5 threads that hold the book together. Full analysis →

Optimism on trial

Pangloss teaches that everything has a sufficient reason for being precisely as it is, including the disasters. The novel's thirty chapters are the prosecution's case.

The Lisbon earthquake

On All Saints' Day, 1755, an earthquake destroyed Lisbon and killed sixty thousand people at Mass. Voltaire watched the philosophers explain it. He stopped being polite about Leibniz that month.

El Dorado and why he leaves it

Candide stumbles into a hidden Inca kingdom where everything works — no priests, no lawsuits, no prisons, gold treated as gravel. He stays a month. Then he chooses to leave.
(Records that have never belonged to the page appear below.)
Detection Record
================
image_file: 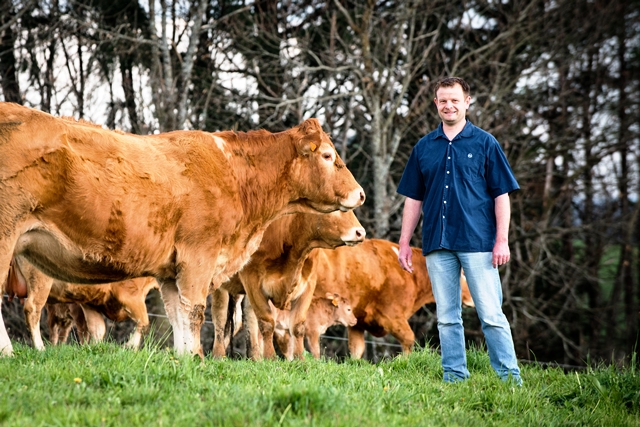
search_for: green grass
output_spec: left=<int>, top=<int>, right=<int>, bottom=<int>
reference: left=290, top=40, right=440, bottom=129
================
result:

The picaresque as argument

No single chapter could refute optimism. Thirty of them, in five countries, can. The novel's structure is the argument no essay could make.

Cultivate your garden

After thirty chapters of catastrophe, the survivors settle on a small farm outside Constantinople. Candide cuts off Pangloss's last metaphysical lecture with the line that has become the novel's slogan.

Key figures

The 7 who matter most. More in the full character guide.

Candide
The innocent

The illegitimate nephew of a Westphalian baron, raised on Pangloss's optimism. Sweet-natured, credulous, almost comically durable — he survives flogging, shipwreck, the Inquisition, exile, war, and the loss of nearly everyone he loves. His slow disenchantment with the doctrine he was taught is the novel's spine. By the last chapter he has stopped quoting Pangloss and started planting onions.

Pangloss
The philosopher

Voltaire's parody of Leibniz, a household tutor who teaches "metaphysico-theologo-cosmolo-nigology" and the doctrine that everything has a sufficient reason for being precisely as it is. He survives syphilis, hanging at the Lisbon auto-da-fé, dissection, and slavery in the galleys, and concludes from each disaster that this is still the best of all possible worlds. His optimism is not stupidity — it is the specific failure of a system that cannot be falsified.

Cunégonde
The beloved

The Baron's daughter, fresh and rosy and the first thing Candide loses. The novel reports what happens to her with brutal economy: parents murdered, body raped by soldiers, sold from a Bulgarian captain to a Jewish merchant to a Grand Inquisitor to a Turkish prince. Candide spends the novel trying to find her. When he does, she has become ugly and ill-tempered, and he marries her anyway.

The Old Woman
The survivor

Cunégonde's servant on the run from Lisbon. The daughter of a pope and a princess, she has been raped by pirates, sold into slavery in Morocco, and used as currency on a starving ship that ate one of her buttocks. She tells all of this without self-pity. She asks every passenger she meets whether they have ever wanted to kill themselves. Most have. She finds the question oddly clarifying, and she keeps living.

Cacambo
The pragmatist

Candide's quarter-Spanish valet, picked up in Cadiz: a former chorister, sailor, monk, peddler, soldier, lackey. He speaks several languages, knows how to bribe and bargain, and consistently solves the problem in front of him while Candide and Pangloss philosophize. He navigates them through Paraguay, into and out of El Dorado, and is the closest thing in the novel to someone Voltaire wholly admires.

Martin
The pessimist

A Manichaean scholar Candide picks on the voyage from Surinam specifically because his bleak view will balance Pangloss's. Martin believes the earth has been abandoned to a malevolent power; almost every prediction he makes turns out correct. He is right and useless, while Cacambo is partly wrong and effective. The novel takes that contrast seriously.

The young Baron
The class snob

Cunégonde's brother, presumed dead in the Bulgarian massacre, surviving to become a Jesuit colonel in Paraguay. Reuniting with Candide, he refuses on principle of aristocratic blood to permit his sister's marriage — and is run through with a sword for it, twice in the novel. The novel's running joke about the unkillability of class pride.